We’ve gone to a store to buy something, only to abandon the trip because the parking lot was jammed or we couldn’t find street parking.
Whether you’re downtown and relying on street parking or have your own lot, helping guests find adequate parking is so important.
Many churches now have parking teams, and that’s a great idea.
Having clearly identified people who can direct traffic into marked spaces really helps. Our team at Connexus will often clear snow off people’s cars in the winter while services are happening or walk people to the door with an umbrella overhead when it rains.
Want a clear, short expression of a great guest services vision? Check out Gwinnett Church’s Guest Services video. The team at Gwinnett Church even takes pre-schoolers into the building on wagon rides. Four-year-olds love it. I’ll bet parents do too.
You’ll never know how many people you lose because they couldn’t find parking. Why? Because the people who give up will rarely tell you. They’ll just give up.
3. Under-Greet Guests
Many churches say they’re friendly. But what they mean is they’re friendly to each other.
Unless you have a well-trained guest services team made up of people who love people, your first-time guests will probably be under-greeted.
Why?
Well, because we all naturally talk to people we know, not to people we don’t know.
First-time guests need an appropriate welcome, clear directions to what’s next and the sense that there are people there who knew they were coming and are able to help them.
4. Over-Greet Guests
Because churches have had a reputation for being cold and indifferent to outsiders, some churches have gone overboard in the other direction.
It actually is possible to over-greet guests.

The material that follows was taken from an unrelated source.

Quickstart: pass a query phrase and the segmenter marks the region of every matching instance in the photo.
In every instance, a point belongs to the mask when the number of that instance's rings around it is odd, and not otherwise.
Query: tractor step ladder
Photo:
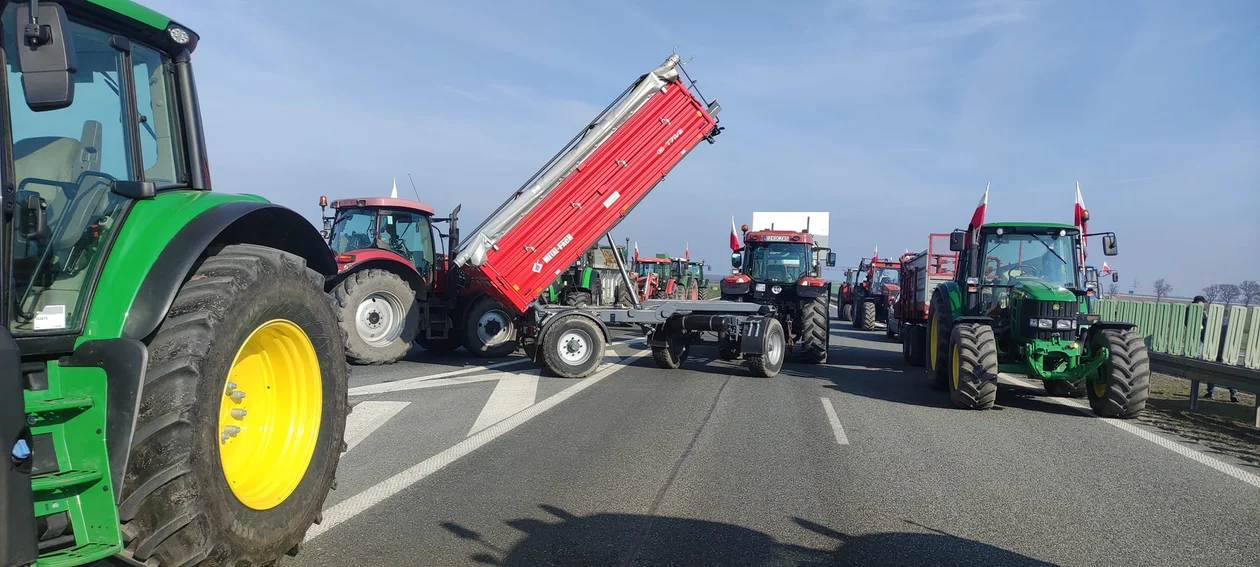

If you get high-fived in the parking lot, hugged at the door and have your had shaken 15 times in the lobby by people with plastic smiles, you’re probably not coming back either. In fact, every introvert (including me) will likely run back to the car and peel away.
It’s a tough thing to know when welcoming people is too much or not enough.
One rule that’s helped us at our church is simply this: Greet people the way they want to be greeted.
Recruit emotionally intelligent guest services people who can sense if someone is an introvert and merely wants a ‘welcome’ or if a guest is an extrovert looking for a warm embrace and a conversation.
If you greet everyone once or twice and let the guest set the temperature of the greeting, things tend to go much better.